Is it possible to start with $\dfrac{1}{n^s}$ and then, without knowing the Gamma function in advance, naturally (with reasons!) derive that
$$ \frac{1}{n^s} = \frac{1}{\Gamma(s)} \int_0^{\infty}t^{s-1} e^{-nt} \, dt $$
(which comes up when you analyze the Zeta function)?

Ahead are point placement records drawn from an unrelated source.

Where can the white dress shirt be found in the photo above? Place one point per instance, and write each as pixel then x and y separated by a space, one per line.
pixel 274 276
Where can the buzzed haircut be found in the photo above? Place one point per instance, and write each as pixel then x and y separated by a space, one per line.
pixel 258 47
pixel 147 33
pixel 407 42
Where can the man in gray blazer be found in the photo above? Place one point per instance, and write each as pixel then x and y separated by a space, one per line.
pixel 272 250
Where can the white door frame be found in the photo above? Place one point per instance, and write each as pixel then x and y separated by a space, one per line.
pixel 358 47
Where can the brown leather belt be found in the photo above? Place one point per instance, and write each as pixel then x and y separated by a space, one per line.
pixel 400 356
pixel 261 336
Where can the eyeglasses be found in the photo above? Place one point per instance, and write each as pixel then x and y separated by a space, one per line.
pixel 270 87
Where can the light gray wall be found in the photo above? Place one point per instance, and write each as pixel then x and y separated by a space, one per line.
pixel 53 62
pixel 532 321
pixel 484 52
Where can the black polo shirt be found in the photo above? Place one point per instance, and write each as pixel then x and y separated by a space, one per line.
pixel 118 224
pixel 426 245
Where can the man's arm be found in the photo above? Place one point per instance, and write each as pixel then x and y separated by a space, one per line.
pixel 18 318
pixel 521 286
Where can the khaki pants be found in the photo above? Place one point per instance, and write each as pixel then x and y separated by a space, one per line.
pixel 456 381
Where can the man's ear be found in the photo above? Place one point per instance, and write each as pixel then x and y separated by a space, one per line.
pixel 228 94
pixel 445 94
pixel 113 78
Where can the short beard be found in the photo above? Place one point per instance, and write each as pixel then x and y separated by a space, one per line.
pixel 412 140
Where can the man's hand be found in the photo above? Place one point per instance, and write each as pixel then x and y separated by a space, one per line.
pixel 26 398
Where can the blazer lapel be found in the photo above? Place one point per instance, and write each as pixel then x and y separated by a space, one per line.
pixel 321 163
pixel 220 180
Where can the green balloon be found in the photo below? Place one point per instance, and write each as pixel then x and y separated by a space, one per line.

I know it can be done by starting from
$$\Gamma(s) = \int_0^{\infty} t^{s-1}e^{-t} \, dt$$
and setting $t = nx$ so that
$$\Gamma(s) = n^s \int_0^\infty x^{s-1}e^{-nx} \, dx$$
but working backwards, maybe you can use
$$\frac{1}{n^s} = \int_n^\infty s \frac{dx}{x^{s+1}}$$
and somehow end up at it?
You first line is equivalent to: $$\mathcal{L}\left(x^{s-1}\right) = \Gamma(s)\,y^{-s} $$ (I used $y$ as a conjugate variable; that is not standard but there are obvious reasons for avoiding $s$) hence the identity "read backwards" deals with: $$ \mathcal{L}^{-1}(y^{-s})=\frac{1}{2\pi i}\int_{c-i\infty}^{c+\infty} e^{xy} y^{-s}\,dx $$ and the reciprocal $\Gamma$ function makes his appearance (assuming $s\in\mathbb{N}$) as the residue at the origin of $\frac{e^{xy}}{y^s}$.